Gov. Hassan says NH casino funding could top out at $100M
MANCHESTER - Gov. Maggie Hassan told a statewide group of business leaders Monday that approval of one, highly regulated casino in New Hampshire will probably bring in more than the $80 million in licensing fees predicted in her budget proposal for the next two years.
"Given what we've seen in the bidding for Massachusetts, it could be more like $100 million," she said at a luncheon hosted by the New Hampshire Business and Industry Association at the Radisson Hotel.
"We've got to acknowledge what's coming to our backyard," she said, referring to the Bay State, where 11 companies are bidding for three licenses to operate slot parlors and casinos.
"With Massachusetts moving forward, we can no longer pretend that expanded gambling isn't coming to our communities.

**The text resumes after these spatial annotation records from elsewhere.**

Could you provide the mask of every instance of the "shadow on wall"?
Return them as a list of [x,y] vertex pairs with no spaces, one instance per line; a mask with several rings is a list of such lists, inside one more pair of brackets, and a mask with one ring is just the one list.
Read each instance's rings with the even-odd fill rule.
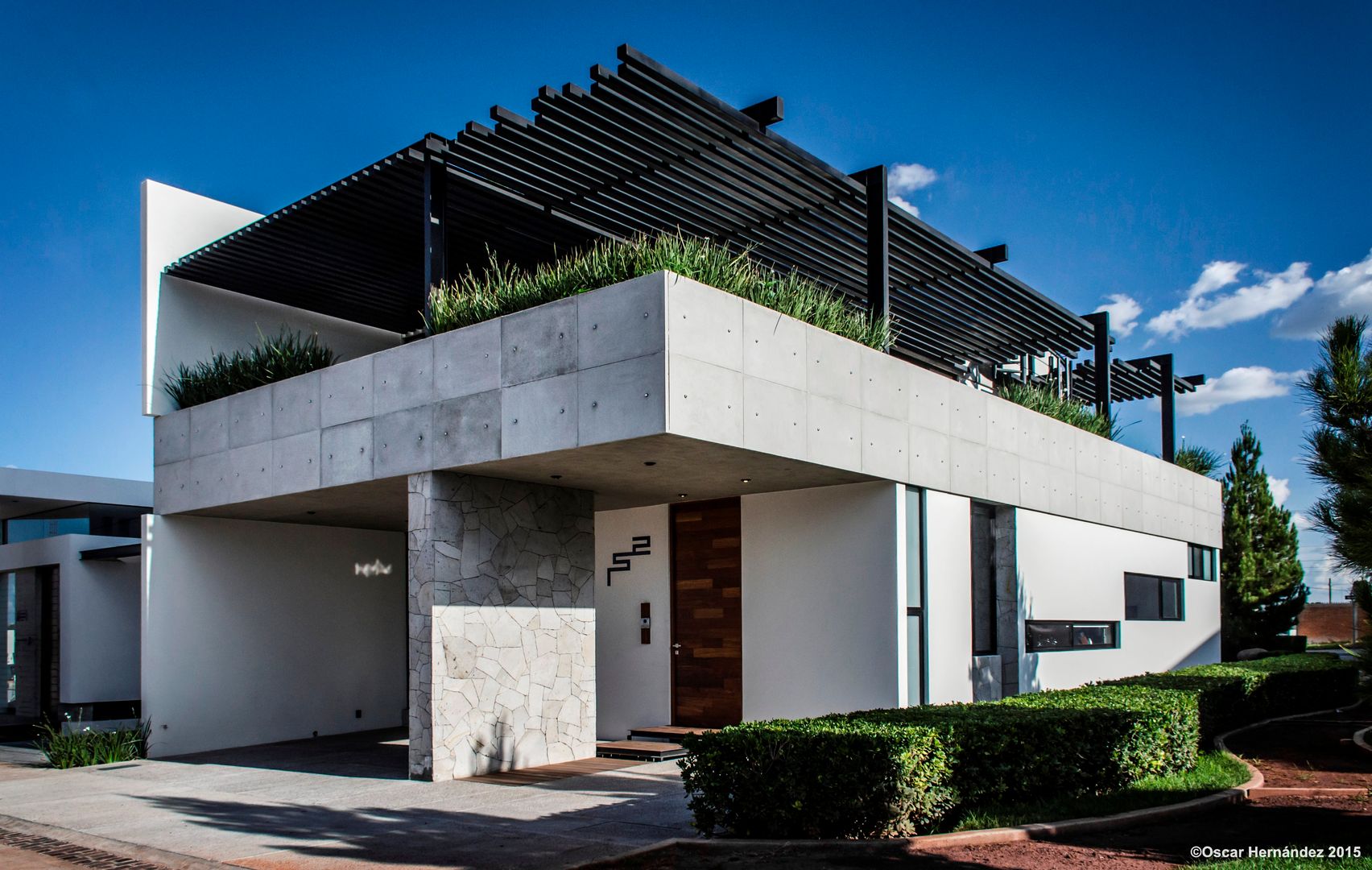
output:
[[[311,866],[350,860],[558,867],[694,833],[675,775],[605,773],[517,788],[476,782],[413,784],[413,788],[414,801],[424,801],[423,807],[358,801],[359,806],[342,808],[241,795],[222,800],[191,796],[137,796],[137,800],[173,815],[181,826],[235,834],[241,837],[244,848],[288,849]],[[446,810],[445,800],[465,808]],[[211,841],[220,844],[217,851],[222,854],[225,838]],[[291,862],[281,862],[287,863]]]

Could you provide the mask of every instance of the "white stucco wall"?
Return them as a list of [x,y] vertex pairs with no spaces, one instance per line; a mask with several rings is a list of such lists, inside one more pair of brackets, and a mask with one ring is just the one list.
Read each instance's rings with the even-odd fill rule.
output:
[[[144,523],[151,755],[403,723],[405,534],[189,516]],[[357,569],[376,561],[391,572]]]
[[[1024,509],[1015,530],[1024,619],[1120,622],[1118,649],[1024,655],[1021,692],[1220,660],[1220,585],[1185,579],[1185,542]],[[1185,619],[1125,620],[1126,571],[1183,578]]]
[[[595,513],[595,727],[601,740],[672,720],[671,527],[668,505]],[[605,585],[615,553],[652,538],[652,553],[630,559]],[[652,642],[639,635],[639,605],[652,608]]]
[[900,700],[895,483],[744,495],[744,719]]
[[214,351],[244,349],[258,332],[276,335],[283,325],[317,332],[340,360],[399,344],[384,329],[325,317],[162,274],[162,269],[261,215],[174,187],[143,183],[143,413],[173,410],[162,376]]
[[971,499],[925,494],[925,560],[929,703],[970,701]]
[[0,571],[58,565],[58,697],[63,704],[139,697],[139,567],[81,561],[81,550],[132,538],[58,535],[0,546]]

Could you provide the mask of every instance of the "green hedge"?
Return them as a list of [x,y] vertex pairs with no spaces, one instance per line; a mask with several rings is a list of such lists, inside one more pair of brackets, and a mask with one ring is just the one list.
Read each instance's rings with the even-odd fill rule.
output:
[[1109,792],[1195,764],[1199,716],[1185,693],[1085,686],[992,704],[871,709],[833,719],[933,726],[959,801]]
[[1191,693],[1200,709],[1200,738],[1209,745],[1217,736],[1250,722],[1349,704],[1356,700],[1357,681],[1351,661],[1334,655],[1294,655],[1198,664],[1107,685]]
[[948,753],[932,727],[748,722],[682,745],[687,806],[705,834],[914,836],[954,806]]
[[696,826],[734,837],[927,833],[954,807],[1107,793],[1191,770],[1202,736],[1353,700],[1335,656],[1281,656],[1106,685],[752,722],[682,744]]

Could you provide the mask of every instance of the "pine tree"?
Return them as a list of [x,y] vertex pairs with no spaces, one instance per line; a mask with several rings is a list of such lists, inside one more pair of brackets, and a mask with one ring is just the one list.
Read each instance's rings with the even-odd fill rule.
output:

It is, and if we don't act, revenues from New Hampshire residents will fund Massachusetts needs, while we still bear the social costs."
She said the state could lose $75 million a year in social costs and lost revenue if it does nothing to counter the expansion of gambling in neighboring Massachusetts.
Failure by the state Legislature to approve the casino plan would leave a gaping hole in Hassan's budget. Revenue estimates from existing sources show growth of only 2 percent or less per year.
"That won't deliver what we need to do the basics," she said. "Without the $80 million from one casino, I believe some of our most important priorities, like restoring funds to our universities and community colleges, addressing our strained mental health system and protecting our natural resources, will be among the first items cut."
Hassan was applauded when she expressed her support for doubling the funding for the state's research and development tax credit. The state Senate unanimously approved increasing the funding from $1 million to $2 million, with a House vote expected this week.
She touched on several initiatives of interest to the business association, including restored funding for the university and community college systems, initiatives to promote education in science and technology and grants to help school districts launch robotics teams to compete in the FIRST program (For Inspiration and Recognition of Science and Technology).
The governor used the words innovative or innovation 20 times in her 20-minute speech.
"I believe the approach that we have taken puts our state on the right path and will help set the foundation to build a more innovative economy," she said. "Because we cannot afford to ignore our challenges and just assume the good jobs of the innovation economy will simply appear. We must lead the way and work together to build a stronger, more innovative New Hampshire."